Toutes choses dans l'univers ont été créées
par le Divin Amour et par la Divine
Sagesse de Dieu-Homme

    52. L'univers, dans les très grands et dans les très petits, dans les premiers et dans les derniers, est tellement plein du Divin Amour et de la Divine Sagesse, qu'on peut dire qu'il est le Divin Amour et la Divine Sagesse en image. On voit manifestement qu'il en est ainsi d'après la correspondance de toutes les choses de l'univers avec toutes celles de l'homme. Cette correspondance est si exacte qu'on peut dire que l'homme aussi est un univers. Il y a correspondance de ses affections, et par suite de ses pensées avec toutes les choses du règne animal ; de sa volonté, et par suite de son entendement avec toutes celles du règne végétal ; et de sa vie la plus externe avec toutes celles du règne minéral. Une telle correspondance n'est pas apparente dans le monde naturel, mais elle est visible dans le monde spirituel pour quiconque y fait attention. Dans ce monde il y a toutes les choses qui existent dans les trois règnes du monde naturel, et elles sont les correspondances des affections, d'après la volonté, et des pensées d'après l'entendement, et aussi des choses les plus externes de la vie de ceux qui y sont. Les unes et les autres apparaissent autour d'eux dans un aspect tel qu'est celui de l'univers créé, avec cette différence que c'est dans une plus petite effigie. Par là il est bien évident pour les anges que l'univers créé est l'image représentative de Dieu-Homme, et que c'est son Amour et sa Sagesse qui se présentent en une image dans l'univers, non pas que l'univers créé soit Dieu-Homme, mais parce qu'il vient de Lui ; car rien dans l'univers créé n'est substance et forme en soi, ni vie en soi, ni amour et sagesse en soi ; l'homme non plus n'est pas homme en soi, mais tout vient de Dieu qui est l'Homme, la Sagesse et l'Amour, la Forme et la Substance en soi. Ce qui est l'Être-en-Soi est Incréé et Infini ; mais ce qui vient de Dieu, puisqu'il ne contient rien de l'Être-en-Soi, est créé et fini, et présente une image de Celui par qui il est et existe.
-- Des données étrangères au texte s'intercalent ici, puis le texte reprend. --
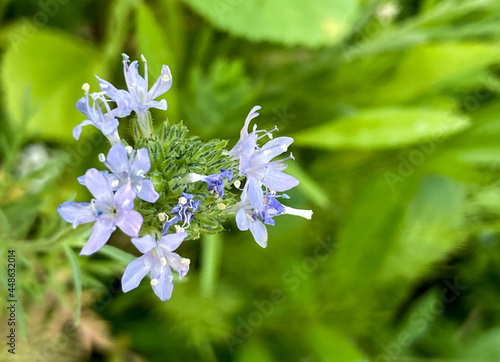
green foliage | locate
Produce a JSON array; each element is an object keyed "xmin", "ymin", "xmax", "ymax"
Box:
[
  {"xmin": 137, "ymin": 121, "xmax": 238, "ymax": 239},
  {"xmin": 295, "ymin": 108, "xmax": 468, "ymax": 149},
  {"xmin": 2, "ymin": 30, "xmax": 98, "ymax": 140},
  {"xmin": 0, "ymin": 0, "xmax": 500, "ymax": 362},
  {"xmin": 186, "ymin": 0, "xmax": 358, "ymax": 47}
]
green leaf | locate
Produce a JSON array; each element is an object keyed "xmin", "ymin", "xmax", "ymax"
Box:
[
  {"xmin": 185, "ymin": 0, "xmax": 358, "ymax": 47},
  {"xmin": 1, "ymin": 30, "xmax": 99, "ymax": 140},
  {"xmin": 382, "ymin": 176, "xmax": 465, "ymax": 280},
  {"xmin": 308, "ymin": 324, "xmax": 366, "ymax": 362},
  {"xmin": 64, "ymin": 245, "xmax": 82, "ymax": 325},
  {"xmin": 294, "ymin": 108, "xmax": 469, "ymax": 150},
  {"xmin": 99, "ymin": 244, "xmax": 135, "ymax": 265}
]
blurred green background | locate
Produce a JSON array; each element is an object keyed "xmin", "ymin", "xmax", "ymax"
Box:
[{"xmin": 0, "ymin": 0, "xmax": 500, "ymax": 362}]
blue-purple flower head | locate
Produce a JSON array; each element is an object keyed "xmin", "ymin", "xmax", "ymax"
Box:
[
  {"xmin": 57, "ymin": 169, "xmax": 143, "ymax": 255},
  {"xmin": 122, "ymin": 232, "xmax": 189, "ymax": 301},
  {"xmin": 162, "ymin": 192, "xmax": 201, "ymax": 234},
  {"xmin": 73, "ymin": 83, "xmax": 120, "ymax": 144},
  {"xmin": 78, "ymin": 143, "xmax": 159, "ymax": 202},
  {"xmin": 97, "ymin": 54, "xmax": 172, "ymax": 117},
  {"xmin": 188, "ymin": 169, "xmax": 233, "ymax": 198},
  {"xmin": 229, "ymin": 106, "xmax": 299, "ymax": 212},
  {"xmin": 236, "ymin": 192, "xmax": 312, "ymax": 248}
]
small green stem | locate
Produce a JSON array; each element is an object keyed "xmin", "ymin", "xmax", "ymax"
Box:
[{"xmin": 200, "ymin": 234, "xmax": 222, "ymax": 298}]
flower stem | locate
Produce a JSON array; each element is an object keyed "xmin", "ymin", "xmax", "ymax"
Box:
[{"xmin": 200, "ymin": 234, "xmax": 222, "ymax": 298}]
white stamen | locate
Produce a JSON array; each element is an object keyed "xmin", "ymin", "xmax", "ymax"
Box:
[
  {"xmin": 285, "ymin": 206, "xmax": 312, "ymax": 220},
  {"xmin": 187, "ymin": 173, "xmax": 205, "ymax": 182}
]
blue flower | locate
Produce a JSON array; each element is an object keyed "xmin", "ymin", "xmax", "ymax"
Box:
[
  {"xmin": 104, "ymin": 144, "xmax": 160, "ymax": 202},
  {"xmin": 97, "ymin": 54, "xmax": 172, "ymax": 119},
  {"xmin": 73, "ymin": 83, "xmax": 120, "ymax": 144},
  {"xmin": 229, "ymin": 107, "xmax": 299, "ymax": 212},
  {"xmin": 78, "ymin": 143, "xmax": 160, "ymax": 202},
  {"xmin": 188, "ymin": 169, "xmax": 233, "ymax": 198},
  {"xmin": 57, "ymin": 168, "xmax": 143, "ymax": 255},
  {"xmin": 162, "ymin": 192, "xmax": 201, "ymax": 234},
  {"xmin": 236, "ymin": 192, "xmax": 312, "ymax": 248},
  {"xmin": 122, "ymin": 232, "xmax": 190, "ymax": 301}
]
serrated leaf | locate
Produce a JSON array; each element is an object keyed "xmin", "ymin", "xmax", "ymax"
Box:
[
  {"xmin": 294, "ymin": 108, "xmax": 469, "ymax": 150},
  {"xmin": 185, "ymin": 0, "xmax": 359, "ymax": 47}
]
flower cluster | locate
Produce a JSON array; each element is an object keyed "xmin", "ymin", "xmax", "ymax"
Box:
[
  {"xmin": 229, "ymin": 106, "xmax": 312, "ymax": 248},
  {"xmin": 58, "ymin": 55, "xmax": 312, "ymax": 300}
]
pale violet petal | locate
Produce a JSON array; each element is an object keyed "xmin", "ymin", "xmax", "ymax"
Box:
[
  {"xmin": 151, "ymin": 268, "xmax": 174, "ymax": 301},
  {"xmin": 116, "ymin": 210, "xmax": 143, "ymax": 237},
  {"xmin": 57, "ymin": 201, "xmax": 96, "ymax": 227},
  {"xmin": 80, "ymin": 217, "xmax": 115, "ymax": 255},
  {"xmin": 122, "ymin": 256, "xmax": 149, "ymax": 293},
  {"xmin": 85, "ymin": 168, "xmax": 113, "ymax": 204},
  {"xmin": 250, "ymin": 220, "xmax": 267, "ymax": 248},
  {"xmin": 132, "ymin": 235, "xmax": 157, "ymax": 254},
  {"xmin": 236, "ymin": 208, "xmax": 250, "ymax": 231},
  {"xmin": 137, "ymin": 180, "xmax": 160, "ymax": 203},
  {"xmin": 160, "ymin": 232, "xmax": 187, "ymax": 251}
]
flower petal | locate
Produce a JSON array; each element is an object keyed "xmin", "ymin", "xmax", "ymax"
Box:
[
  {"xmin": 245, "ymin": 177, "xmax": 264, "ymax": 211},
  {"xmin": 116, "ymin": 210, "xmax": 143, "ymax": 237},
  {"xmin": 262, "ymin": 170, "xmax": 299, "ymax": 192},
  {"xmin": 250, "ymin": 220, "xmax": 267, "ymax": 248},
  {"xmin": 85, "ymin": 168, "xmax": 113, "ymax": 204},
  {"xmin": 80, "ymin": 217, "xmax": 115, "ymax": 255},
  {"xmin": 151, "ymin": 268, "xmax": 174, "ymax": 301},
  {"xmin": 168, "ymin": 253, "xmax": 190, "ymax": 279},
  {"xmin": 57, "ymin": 201, "xmax": 96, "ymax": 227},
  {"xmin": 73, "ymin": 119, "xmax": 93, "ymax": 141},
  {"xmin": 132, "ymin": 235, "xmax": 157, "ymax": 254},
  {"xmin": 137, "ymin": 180, "xmax": 160, "ymax": 203},
  {"xmin": 148, "ymin": 65, "xmax": 172, "ymax": 100},
  {"xmin": 131, "ymin": 148, "xmax": 151, "ymax": 176},
  {"xmin": 106, "ymin": 143, "xmax": 128, "ymax": 180},
  {"xmin": 159, "ymin": 232, "xmax": 187, "ymax": 251},
  {"xmin": 257, "ymin": 137, "xmax": 293, "ymax": 163},
  {"xmin": 114, "ymin": 183, "xmax": 136, "ymax": 210},
  {"xmin": 236, "ymin": 207, "xmax": 250, "ymax": 231},
  {"xmin": 122, "ymin": 256, "xmax": 149, "ymax": 293}
]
    53. L'être et l'exister, puis la substance et la forme, comme aussi la vie et même l'amour et la sagesse, peuvent être attribués aux objets créés et finis, mais ces attributs sont tous créés et finis. Si ces choses peuvent être attribuées à ces objets, ce n'est pas qu'elles possèdent quelque Divin, mais c'est qu'elles sont dans le Divin et que le Divin est en elles. En effet, tout ce qui a été créé est en soi inanimé et mort, mais il est animé et vivifié parce que le Divin est dans les choses créées et finies, et qu'elles sont dans le Divin.

    54. Le Divin est toujours le même dans tous les sujets, mais ce sont les sujets créés qui diffèrent les uns des autres, car il n'y en a pas deux qui soient semblables, par suite chaque chose est un contenant différent ; il en résulte que le Divin dans son image se présente sous des formes variées. La présence du Divin dans les opposés sera traitée ultérieurement.